Payroll Employment Schemes

Over the past few months, several Citadel members have applied for “work from home” online jobs to manage accounting and payroll services on behalf of a new employer, and those jobs end up being fraud scams. In these cases, our members were told to open an account (or use their current Citadel account) to accept payments from various persons for the new employer.

The person who has been “employed” is prompted to transfer funds to a different bank or use Western Union to send the funds overseas. Victims of this type of fraud are essentially employed by criminal organizations without knowing, and are partaking in the crime.

How to protect yourself:

  • Be wary of this type of job offer: Citadel strongly advises caution when it comes to these types of jobs. Criminal organizations of this type will make the job seem appealing because everything is online.

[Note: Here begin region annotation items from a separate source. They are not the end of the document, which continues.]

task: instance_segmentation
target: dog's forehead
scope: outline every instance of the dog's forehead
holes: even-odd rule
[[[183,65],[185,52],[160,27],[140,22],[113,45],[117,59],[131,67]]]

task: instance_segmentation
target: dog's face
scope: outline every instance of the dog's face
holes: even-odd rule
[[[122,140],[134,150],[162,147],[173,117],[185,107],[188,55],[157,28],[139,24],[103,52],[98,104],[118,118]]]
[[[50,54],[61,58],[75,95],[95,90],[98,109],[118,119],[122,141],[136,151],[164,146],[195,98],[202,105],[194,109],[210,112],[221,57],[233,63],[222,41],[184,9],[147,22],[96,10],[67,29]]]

  • Do not use your account to transfer money for any employer: Unfortunately, once the criminal organization has your information and the funds are transferred, it is nearly impossible to get the money back.

Craigslist Schemes

This scheme involves the sale of personal belongings on websites such as Craigslist, EBay, Facebook Marketplace, or similar sites. If an individual sends a check to a seller, that payment is unprotected and the buyer can be scammed.

How to protect yourself:

  • Use an electronic transfer or wire: It is best practice to use a protected electronic transfer system or wire transfer to make your payment for purchases made on websites such as Craigslist. This is especially important when the seller is mailing the item and wants payment beforehand.

Facebook Account Schemes

There are also recent instances of fraudulent advertising on Facebook. A fraudulent person will indicate they are seeking account holders at specific financial institutions such as Citadel. The fraudulent person offers funds to the account holder, advertising the offer as easy and risk-free. Once the victim responds, the fraudster asks for sensitive account information and robs the victim.

How to protect yourself:

  • Do not share sensitive account information with strangers: Be very careful with your account information and who or what organization has access. It is unlikely that someone on Facebook would have a legitimate reason for needing your account information or any sensitive personal information.

Unfortunately, you are financially responsible if you or a joint account holder shares sensitive account information with a fraudulent party. Citadel will continue to provide updates on fraud attack trends to help our members avoid being in these situations.